What is profound is that the words we speak often are a reflection of our heart. Matthew 12:33-34 (NIV) says, “Make a tree good and its fruit will be good, or make a tree bad and its fruit will be bad, for a tree is recognized by its fruit…. For the mouth speaks what the heart is full of.” So, if this is true, what happens when we compromise our words?
There are two things that I want to warn you about though. The first is that we need to speak the truth in love. Ephesians 4:11-16 states:
So Christ himself gave the apostles, the prophets, the evangelists, the pastors and teachers, to equip his people for works of service, so that the body of Christ may be built up until we all reach unity in the faith and in the knowledge of the Son of God and become mature, attaining to the whole measure of the fullness of Christ.
Then we will no longer be infants, tossed back and forth by the waves, and blown here and there by every wind of teaching and by the cunning and craftiness of people in their deceitful scheming. Instead, speaking the truth in love, we will grow to become in every respect the mature body of him who is the head, that is, Christ. From him the whole body, joined and held together by every supporting ligament, grows and builds itself up in love, as each part does its work.
The second warning is that we need to be prepared for arguments. I find it best to learn logical fallacies and then figure out if the opposition has committed one of them. From there, it’s easy to refute an argument as you can do “verbal jiu-jitsu” and strengthen your argument. For arguments that pass the assault, consider them as they may be onto something.

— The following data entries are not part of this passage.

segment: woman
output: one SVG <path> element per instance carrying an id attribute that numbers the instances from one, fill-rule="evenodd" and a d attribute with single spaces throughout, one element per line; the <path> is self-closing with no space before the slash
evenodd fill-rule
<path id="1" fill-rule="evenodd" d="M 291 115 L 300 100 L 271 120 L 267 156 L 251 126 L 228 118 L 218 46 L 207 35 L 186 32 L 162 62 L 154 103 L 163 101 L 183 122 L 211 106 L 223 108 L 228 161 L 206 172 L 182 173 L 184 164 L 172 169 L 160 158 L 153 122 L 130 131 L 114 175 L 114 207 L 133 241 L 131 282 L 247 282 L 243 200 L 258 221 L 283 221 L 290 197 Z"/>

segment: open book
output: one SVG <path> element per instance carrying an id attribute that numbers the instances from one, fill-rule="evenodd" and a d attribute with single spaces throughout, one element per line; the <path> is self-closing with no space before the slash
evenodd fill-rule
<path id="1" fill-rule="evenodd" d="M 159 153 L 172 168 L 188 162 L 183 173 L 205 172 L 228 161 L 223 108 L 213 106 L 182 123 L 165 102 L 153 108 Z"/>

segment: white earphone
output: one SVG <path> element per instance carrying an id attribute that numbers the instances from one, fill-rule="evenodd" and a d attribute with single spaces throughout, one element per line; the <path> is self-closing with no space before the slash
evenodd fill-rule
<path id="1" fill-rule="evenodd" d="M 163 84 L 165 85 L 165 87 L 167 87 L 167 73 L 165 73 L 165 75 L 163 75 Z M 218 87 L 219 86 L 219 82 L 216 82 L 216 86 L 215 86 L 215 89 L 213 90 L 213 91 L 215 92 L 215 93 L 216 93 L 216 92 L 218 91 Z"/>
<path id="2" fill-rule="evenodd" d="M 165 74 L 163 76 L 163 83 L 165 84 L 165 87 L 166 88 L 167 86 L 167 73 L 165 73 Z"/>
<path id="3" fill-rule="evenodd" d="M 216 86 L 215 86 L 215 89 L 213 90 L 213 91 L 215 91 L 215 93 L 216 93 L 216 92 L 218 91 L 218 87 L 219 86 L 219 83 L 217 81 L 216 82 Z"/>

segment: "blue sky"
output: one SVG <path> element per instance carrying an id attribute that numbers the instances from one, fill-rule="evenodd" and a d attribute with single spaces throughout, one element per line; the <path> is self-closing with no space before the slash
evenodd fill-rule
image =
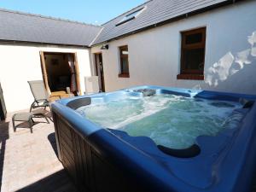
<path id="1" fill-rule="evenodd" d="M 0 8 L 100 25 L 146 0 L 0 0 Z"/>

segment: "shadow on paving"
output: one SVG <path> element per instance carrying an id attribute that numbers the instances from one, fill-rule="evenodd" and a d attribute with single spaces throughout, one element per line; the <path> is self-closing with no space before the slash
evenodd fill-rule
<path id="1" fill-rule="evenodd" d="M 77 190 L 63 169 L 16 192 L 77 192 Z"/>
<path id="2" fill-rule="evenodd" d="M 48 140 L 50 143 L 56 156 L 57 145 L 55 133 L 50 133 L 48 136 Z M 62 169 L 52 175 L 48 176 L 31 185 L 26 186 L 17 192 L 77 192 L 73 183 L 68 177 L 67 172 Z"/>
<path id="3" fill-rule="evenodd" d="M 55 134 L 50 133 L 48 136 L 48 140 L 49 142 L 49 143 L 51 144 L 52 148 L 54 149 L 56 156 L 58 157 L 58 149 L 57 149 L 57 143 L 56 143 L 56 139 L 55 139 Z"/>
<path id="4" fill-rule="evenodd" d="M 1 143 L 1 151 L 0 151 L 0 189 L 2 187 L 3 179 L 3 161 L 5 155 L 5 145 L 6 140 L 9 139 L 9 122 L 0 121 L 0 143 Z"/>

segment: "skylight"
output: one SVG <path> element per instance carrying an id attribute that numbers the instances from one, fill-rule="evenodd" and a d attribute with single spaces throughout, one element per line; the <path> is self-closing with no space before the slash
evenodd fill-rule
<path id="1" fill-rule="evenodd" d="M 120 21 L 119 21 L 115 26 L 120 26 L 124 23 L 128 22 L 129 20 L 131 20 L 135 19 L 136 17 L 137 17 L 143 11 L 144 8 L 137 9 L 137 10 L 136 10 L 136 11 L 131 13 L 131 14 L 128 14 Z"/>

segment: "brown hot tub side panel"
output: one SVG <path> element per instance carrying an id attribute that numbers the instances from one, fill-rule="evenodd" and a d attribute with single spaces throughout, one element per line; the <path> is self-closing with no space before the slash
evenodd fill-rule
<path id="1" fill-rule="evenodd" d="M 142 191 L 53 112 L 59 160 L 79 191 Z"/>

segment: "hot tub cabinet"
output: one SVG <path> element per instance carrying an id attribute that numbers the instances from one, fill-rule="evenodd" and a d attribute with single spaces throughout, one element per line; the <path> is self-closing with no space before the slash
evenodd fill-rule
<path id="1" fill-rule="evenodd" d="M 148 137 L 103 129 L 75 111 L 81 106 L 125 95 L 147 95 L 147 91 L 135 90 L 250 102 L 241 110 L 244 116 L 237 128 L 216 137 L 198 137 L 201 153 L 189 158 L 165 154 Z M 256 167 L 255 99 L 241 94 L 143 86 L 61 100 L 52 104 L 58 158 L 79 191 L 250 191 Z"/>

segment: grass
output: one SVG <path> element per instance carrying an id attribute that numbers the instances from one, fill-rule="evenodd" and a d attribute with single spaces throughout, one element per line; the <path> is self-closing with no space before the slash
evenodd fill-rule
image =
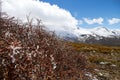
<path id="1" fill-rule="evenodd" d="M 97 69 L 99 80 L 120 80 L 120 47 L 68 42 L 86 55 L 89 66 Z"/>

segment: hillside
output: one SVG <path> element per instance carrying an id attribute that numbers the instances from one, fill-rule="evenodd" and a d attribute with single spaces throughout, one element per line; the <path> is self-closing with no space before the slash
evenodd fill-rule
<path id="1" fill-rule="evenodd" d="M 68 44 L 86 55 L 89 66 L 94 68 L 98 80 L 120 80 L 120 47 L 71 42 Z"/>
<path id="2" fill-rule="evenodd" d="M 89 74 L 88 74 L 89 73 Z M 0 19 L 0 80 L 92 80 L 84 55 L 44 26 Z"/>

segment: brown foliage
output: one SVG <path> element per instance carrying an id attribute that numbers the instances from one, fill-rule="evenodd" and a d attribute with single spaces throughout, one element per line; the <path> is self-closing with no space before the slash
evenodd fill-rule
<path id="1" fill-rule="evenodd" d="M 0 20 L 0 80 L 86 80 L 86 63 L 39 23 Z"/>

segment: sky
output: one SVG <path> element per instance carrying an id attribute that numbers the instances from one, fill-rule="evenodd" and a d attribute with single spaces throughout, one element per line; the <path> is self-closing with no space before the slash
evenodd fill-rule
<path id="1" fill-rule="evenodd" d="M 86 24 L 80 25 L 85 28 L 92 28 L 96 26 L 107 26 L 108 28 L 119 28 L 120 29 L 120 0 L 42 0 L 49 2 L 50 4 L 56 4 L 61 8 L 64 8 L 80 22 L 82 19 L 103 19 L 103 24 Z M 110 23 L 109 20 L 113 23 Z M 114 24 L 118 23 L 118 24 Z M 114 24 L 114 25 L 109 25 Z"/>
<path id="2" fill-rule="evenodd" d="M 41 19 L 50 30 L 120 29 L 120 0 L 2 0 L 2 11 L 26 21 Z"/>

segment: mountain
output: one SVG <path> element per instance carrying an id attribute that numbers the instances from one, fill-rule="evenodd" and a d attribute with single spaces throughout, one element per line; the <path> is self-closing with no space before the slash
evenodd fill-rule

When controversy comes your way, listen intently to what your accuser has to say. Be open to correction, but be careful not to compromise what you believe to be true.
I find myself in hot water from time to time and I make an effort to contact the closest people to me and get their opinions on the situation. Sometimes those people reach out to others they know for guidance. By crowdsourcing the problem, I can make a well-informed decision, not based on feelings, but based on reason and viewpoints not clouded by the situation.
So, are you going to say the truth regardless of the consequences? I encourage you to do so. Just be open to correction, do it in a loving way, and watch what God can do through you.